The first new major release of OpenOffice.org in three years is finally here! From the looks of it, OpenOffice.org 3.0 promises to deliver some serious competition to Microsoft Office, and not simple because of its fabulous price (which is free). Indeed, the popular open source office suite arguably has as much going for it as MS Office 2003, and only lacks some of the more advanced features of MS Office 2007. OpenOffice.org 3.0 also lacks many of the horribly annoying features of MS Office 2007, such as the atrocious “ribbon” interface and a rather narcissistic disposition.
I am a writer, as well as professional programmer, so I spend a copious quantity of my time on computers, both at home and at work. The only items I have ever found lacking in OpenOffice.org 2.x have finally been incorporated in 3.0, these being native MacOS support and the previously inadequate Notes system. But the new OpenOffice 3.0 brings in even more features and capability than these little fixes, all for the same low, low price of just zero dollars and zero zero cents (at 0% down and 0% APR).
Read on for more details!
As writer, the biggest improvement for me is OpenOffice.org’s notes system. In early versions of OOo, the notes were inserted in a tiny, almost invisible yellow box, and the note itself popped up like a tool-tip. Needless to say, I found it utterly unusable. Now, however, OOo’s notes system is more like that of Office 2003, displaying the note in a special sidebar.
As far as standards and interoperability are considered, OpenOffice.org still reigns supreme. While it may not line-up ever piece of a complicated layout from a highly complex Word documents, it should work correctly 95% of the time. Plus, OOo 3.0 supports the new 1.2 OpenDocument Format as its native format. ODF is rising fast to become the new international document standard, slowly edging out Microsoft’s “standard” format with every passing day. But for those with lots of Microsoft Office documents, the good news is that OOo 3.0 has import capability for Office 2007’s .docx file format as well. Ironically, Microsoft has recently stated that they would, in fact, offer ODF export capability in Office some time in the near future (read this press release for details, directly from the horse’s mouth). Perhaps this is the first sign of the long awaited “white flag of surrender” from Redmond (at least we can hope).

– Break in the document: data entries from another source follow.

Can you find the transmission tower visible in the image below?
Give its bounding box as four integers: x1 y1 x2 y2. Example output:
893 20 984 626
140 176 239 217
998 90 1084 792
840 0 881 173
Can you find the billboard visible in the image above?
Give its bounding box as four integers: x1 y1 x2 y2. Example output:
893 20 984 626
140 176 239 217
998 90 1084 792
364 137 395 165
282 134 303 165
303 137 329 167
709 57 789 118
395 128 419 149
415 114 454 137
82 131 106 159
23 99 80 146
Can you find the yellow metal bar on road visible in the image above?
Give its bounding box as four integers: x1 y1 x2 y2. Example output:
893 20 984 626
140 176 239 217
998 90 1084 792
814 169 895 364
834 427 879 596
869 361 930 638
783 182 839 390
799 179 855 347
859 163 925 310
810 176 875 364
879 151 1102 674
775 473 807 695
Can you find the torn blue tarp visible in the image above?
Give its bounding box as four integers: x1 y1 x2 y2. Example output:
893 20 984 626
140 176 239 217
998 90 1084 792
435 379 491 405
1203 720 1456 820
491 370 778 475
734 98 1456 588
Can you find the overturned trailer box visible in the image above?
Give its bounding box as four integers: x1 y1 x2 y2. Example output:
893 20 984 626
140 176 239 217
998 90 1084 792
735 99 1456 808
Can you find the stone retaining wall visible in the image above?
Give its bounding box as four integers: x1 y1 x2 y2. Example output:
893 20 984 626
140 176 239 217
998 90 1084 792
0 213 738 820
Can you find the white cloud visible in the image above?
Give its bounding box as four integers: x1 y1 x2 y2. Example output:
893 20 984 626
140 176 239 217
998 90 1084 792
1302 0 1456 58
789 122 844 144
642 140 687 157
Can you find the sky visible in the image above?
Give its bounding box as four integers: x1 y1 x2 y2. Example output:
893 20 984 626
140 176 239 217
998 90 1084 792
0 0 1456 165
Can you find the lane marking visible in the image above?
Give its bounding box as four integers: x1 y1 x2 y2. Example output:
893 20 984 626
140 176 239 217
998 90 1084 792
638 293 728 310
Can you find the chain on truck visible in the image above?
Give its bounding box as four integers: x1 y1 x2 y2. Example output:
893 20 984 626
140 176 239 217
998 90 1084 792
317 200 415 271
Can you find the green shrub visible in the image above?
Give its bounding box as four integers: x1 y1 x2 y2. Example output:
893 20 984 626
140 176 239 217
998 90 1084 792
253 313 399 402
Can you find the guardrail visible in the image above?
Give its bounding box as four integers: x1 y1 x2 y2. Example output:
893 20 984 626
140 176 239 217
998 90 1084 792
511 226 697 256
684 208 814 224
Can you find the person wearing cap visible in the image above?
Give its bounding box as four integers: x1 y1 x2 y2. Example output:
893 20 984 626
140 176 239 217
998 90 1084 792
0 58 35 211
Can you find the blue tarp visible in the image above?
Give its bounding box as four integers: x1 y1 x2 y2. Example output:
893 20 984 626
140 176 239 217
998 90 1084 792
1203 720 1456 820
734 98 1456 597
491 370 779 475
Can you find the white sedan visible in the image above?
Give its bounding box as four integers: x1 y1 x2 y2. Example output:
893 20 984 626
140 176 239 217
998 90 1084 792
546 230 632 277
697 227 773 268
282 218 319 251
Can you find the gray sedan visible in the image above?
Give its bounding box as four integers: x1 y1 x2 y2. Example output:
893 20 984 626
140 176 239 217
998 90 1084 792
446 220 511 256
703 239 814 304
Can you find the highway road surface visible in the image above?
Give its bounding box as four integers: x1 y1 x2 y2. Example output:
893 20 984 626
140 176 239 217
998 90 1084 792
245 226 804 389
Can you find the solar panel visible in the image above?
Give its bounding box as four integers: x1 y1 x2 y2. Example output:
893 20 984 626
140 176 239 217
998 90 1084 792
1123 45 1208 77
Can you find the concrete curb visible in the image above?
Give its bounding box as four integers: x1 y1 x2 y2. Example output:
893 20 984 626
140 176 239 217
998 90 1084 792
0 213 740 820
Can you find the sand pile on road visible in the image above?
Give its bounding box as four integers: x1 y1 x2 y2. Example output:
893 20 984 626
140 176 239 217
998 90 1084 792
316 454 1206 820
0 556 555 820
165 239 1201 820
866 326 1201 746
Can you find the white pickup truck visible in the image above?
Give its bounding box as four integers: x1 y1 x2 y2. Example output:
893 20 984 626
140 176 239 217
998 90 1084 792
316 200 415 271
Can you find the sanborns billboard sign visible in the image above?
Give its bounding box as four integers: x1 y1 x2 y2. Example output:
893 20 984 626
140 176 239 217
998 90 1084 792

For Mac users, or anyone wanting to switch to a Mac, or for any office environment which has a mix of Windows, Mac, and Linux computers, there’s good news! OpenOffice.org 3.0 has “gone naive”, running in OS X’s Aqua interface (rather than through X11) on all Intel based Macs.
Other improvements include enhancements to PDF export capabilities, improvements to the Calc spreadsheet’s chart and graph system, an new menu icon set which seems to be a bit prettier than the old one, VBA scripting support (which I’m honestly not sure is an actual improvement…), sound support in Impress, and support for automatic updates. A full list of all the improvements for 3.0 can be found here.
Last but not least, OpenOffice.org 3.0 has one additional feature that may prove to be its “killer app”: OOo Extensions. In like form to Firefox web browser, OOo now has a plug-in extension framework, allowing developers to create their own new features and enhancements for OpenOffice.org. As of this writing, the OOo Extension repository has about 200 extensions to choose from, including foreign language dictionaries, template packs, clip art, report builders, lable makers, and of course many other things.
A quick check of the current retail price of Microsoft Office Standard 2007 shows it to be around $399.95. Do yourselves a favor and save your hard earned cash for real necessities like food, gas/petrol, rent/mortgage, paying of debts, and saving for your future. Stop feeding greedy, filthy-rich mega-corporation, and start going open source. Get OpenOffice.org 3.0 today!